Since the covid crisis started, I was always impressed with the numbers: not many people seem to be affected by this disease and although I appreciate the fact that numbers are influenced by the measures that were taken, it still seems like we have exaggerated our response. Mortality was raised by about 1 pro mille point, from around 10 to 11 pro mille, sure. But really, does that justify closing down entire societies? It seems not. In fact Sweden shows numbers that are around the average among all other nations that did put draconic restrictions on their people.
The biggest problem though is our current culture and mentality: the people who were trying to fight the direction politicians took didn’t try to reason through their points of view, but started to make up fallacies to bring home their goals: covid doesn’t exist, it’s just a flue, the numbers are lies, the vaccines are trojan horses, the establishment are taking control of us with a huge reset. All these ridiculous assumptions and campaigns have made it impossible to fight the actual problems with the treatment of the crisis: that the cure is worse than the illness – in total.
People refuse to reason within limited fields these days: if any single fact within the scope of argument is not in line with what one wants it to be, we easily escape those limits and start reasoning without context, making the result totally worthless. And the opponents then attack these views based on the incompetence in argument rather than for the essential questions and opinions that lead to the argument.

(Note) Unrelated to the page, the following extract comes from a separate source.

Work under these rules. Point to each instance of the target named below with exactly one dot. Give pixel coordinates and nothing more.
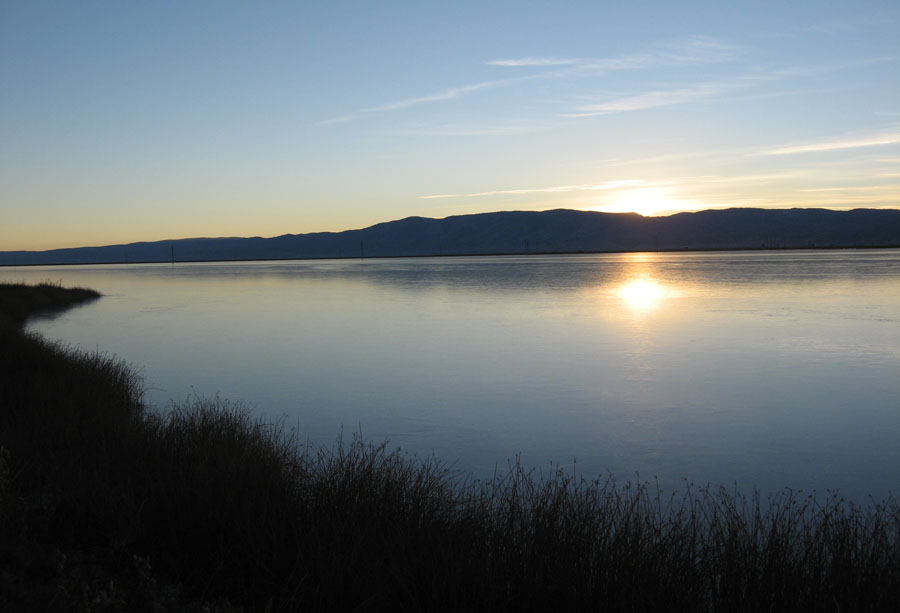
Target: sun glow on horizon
(646, 201)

Since the start I feel we exaggerate our assessment of the disease, even though it kills a lot of vulnerable people. We should go back to a normal relationship with this disease and, frankly, any disease. We are not immortal, as much as some would love to be, and one day we will die for one reason or another. I think most old people would rather see their family and friends and die some years early, than to live many years deprived of a social life. I think it’s more important to live, than to fear death. Memento mori? No thanks. Carpe diem? Yes please.